Bruno Maisonnier, CEO and founder of Aldebaran Robotics, poses next to the humanoid robot "Pepper" (Reuters)

The unveiling of Pepper demonstrates that Japan’s love affair with humanoid machines shows no sign of cooling. The country’s space agency last year announced the dispatch of a pint-sized robot astronaut to outer space. “Kirobo”, partly built by Toyota Motor, had an unusual mission: talk to the human crew aboard the International Space Station.

The ultimate aim, however, is loftier. “We’re trying to help build a society where robots and humans can co-exist, says Fuminori Kataoka, the project’s general manager.

Then there is Asimo, billed as the planet’s most advanced humanoid robot – at least before Pepper arrived. Since debuting 14 years ago, Asimo has opened the New York Stock Exchange and played to audiences all over the world. In 2011, it served tea to Stephen Fry. Asimo can also play soccerand violin.

Faced with a real job, however, Asimo stumbled. Honda considered sending the robot to help with the aftermath of the 2011 Fukushima nuclear disaster, which left behind radiation deadly for humans. But engineers decided it was too sensitive and could fall over rubble. Honda then created a new prototype to survey the plant’s reactor.

Honda’s experience raises a key question: how useful are Japan’s robots? After all, if they can’t help during its worst modern disaster, what use are they?

The criticism in some senses misses the point: robots already do much of the heavy lifting in factories around Japan, displacing thousands of workers. With 360,000 of the world’s million industrial robots, Japan dominates the global market, which will be worth nearly 3 trillion yen (about £25bn) by the end of this decade, predicts the Japan Robot Association.

Japan’s engineers, however, are increasingly finding more uses for robots outside the factory floor, as so-called people-pleasers, and “welfare” robots. HAL, a bionic suit developed by Japanese company Cyberdyne, for example, received its global safety certificate in 2013, clearing the way for a worldwide marketing campaign.


The Hybrid Assistive Limb is a mechanical exoskeleton that boosts the strength of the wearer. In promotion videos, HAL-wearing pensioners rise Lazarus-like from wheelchairs for a stroll.

“Outside Japan robots are often depicted as villains,” says HAL inventor Yoshiyuki Sankai, who was inspired to build it after seeing paralysed hospital patients. “But to us they are friends.”
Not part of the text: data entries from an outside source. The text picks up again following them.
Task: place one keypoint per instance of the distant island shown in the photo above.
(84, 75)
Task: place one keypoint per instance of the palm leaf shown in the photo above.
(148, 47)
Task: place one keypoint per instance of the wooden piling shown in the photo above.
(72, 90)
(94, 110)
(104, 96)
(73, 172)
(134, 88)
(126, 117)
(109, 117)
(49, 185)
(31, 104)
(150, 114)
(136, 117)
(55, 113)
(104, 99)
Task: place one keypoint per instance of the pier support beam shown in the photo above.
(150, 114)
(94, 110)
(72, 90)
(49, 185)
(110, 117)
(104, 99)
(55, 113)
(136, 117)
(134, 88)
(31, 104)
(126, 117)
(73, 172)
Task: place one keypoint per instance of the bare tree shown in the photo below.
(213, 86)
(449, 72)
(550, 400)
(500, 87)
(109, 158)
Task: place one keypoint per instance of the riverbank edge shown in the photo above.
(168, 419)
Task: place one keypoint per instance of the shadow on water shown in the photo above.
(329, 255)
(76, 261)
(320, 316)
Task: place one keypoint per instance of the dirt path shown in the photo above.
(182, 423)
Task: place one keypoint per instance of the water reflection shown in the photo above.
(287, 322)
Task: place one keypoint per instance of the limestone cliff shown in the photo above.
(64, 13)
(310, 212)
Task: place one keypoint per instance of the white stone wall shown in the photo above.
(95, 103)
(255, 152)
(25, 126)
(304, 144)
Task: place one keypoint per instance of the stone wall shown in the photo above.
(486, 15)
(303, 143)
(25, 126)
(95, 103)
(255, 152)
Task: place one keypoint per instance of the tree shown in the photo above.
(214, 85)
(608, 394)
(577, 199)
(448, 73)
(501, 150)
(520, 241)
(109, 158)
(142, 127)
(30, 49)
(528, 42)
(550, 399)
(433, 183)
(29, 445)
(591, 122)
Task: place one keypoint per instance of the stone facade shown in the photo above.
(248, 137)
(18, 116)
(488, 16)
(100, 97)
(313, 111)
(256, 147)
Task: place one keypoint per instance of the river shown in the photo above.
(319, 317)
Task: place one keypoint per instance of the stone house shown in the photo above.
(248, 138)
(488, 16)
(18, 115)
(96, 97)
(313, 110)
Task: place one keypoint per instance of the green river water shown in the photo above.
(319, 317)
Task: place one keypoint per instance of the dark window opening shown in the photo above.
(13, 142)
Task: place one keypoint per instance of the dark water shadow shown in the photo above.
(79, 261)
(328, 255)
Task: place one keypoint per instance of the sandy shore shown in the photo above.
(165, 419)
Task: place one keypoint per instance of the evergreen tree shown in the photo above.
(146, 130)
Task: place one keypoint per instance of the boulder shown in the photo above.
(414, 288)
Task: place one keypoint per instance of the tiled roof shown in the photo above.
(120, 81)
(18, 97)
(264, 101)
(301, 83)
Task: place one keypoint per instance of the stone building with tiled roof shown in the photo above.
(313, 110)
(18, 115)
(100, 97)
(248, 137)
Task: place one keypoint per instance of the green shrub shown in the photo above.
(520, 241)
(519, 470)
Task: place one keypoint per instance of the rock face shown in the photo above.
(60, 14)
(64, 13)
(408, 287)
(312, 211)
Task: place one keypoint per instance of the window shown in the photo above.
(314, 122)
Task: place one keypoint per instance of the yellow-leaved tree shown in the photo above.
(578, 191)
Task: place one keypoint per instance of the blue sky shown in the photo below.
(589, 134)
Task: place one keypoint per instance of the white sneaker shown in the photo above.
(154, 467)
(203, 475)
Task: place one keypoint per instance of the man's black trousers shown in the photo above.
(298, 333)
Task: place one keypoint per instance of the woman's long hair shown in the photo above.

HAL is already in action at about 170 retirement homes and hospitals around Japan but its hefty annual leasing cost – about 1.8 million yen (£10,400) – will keep it out of the hands of ordinary pensioners for now. Riken Research Institute is trialling a mechanical care giver: a robot that lifts elderly patients off a futon and into a wheelchair or bath.

Development of robot assistants is being driven partly by Japan’s aging population. Human care-givers are in short supply and Japan has mostly shunned the solution found in other advanced countries: imported labour.

Japan’s Robot Policy Committee, under the auspices of the Ministry of Economy, Trade and Industry, helps promote the evolution of robots from industrial use to “consumer types”. Eventually, the aim is to commercialise them and sell them abroad.

There is another distinct thread running through Japan’s robot culture – their closeness to humans. Unlike many fictional robots in Western culture, robots in Japanese “manga” novels and movies are largely benign. One of Japan’s most famous fictional robots, Astro Boy, is run on nuclear power, helping to transform its image in the 1950s.

Masayoshi Son says he was inspired to create Pepper partly by spending his childhood watching Astro Boy cartoons. “Astro Boy was not able to experience feelings such as pain, sadness and happiness,” he said. “I thought it would be nice if robots and computers could figure out such feelings.”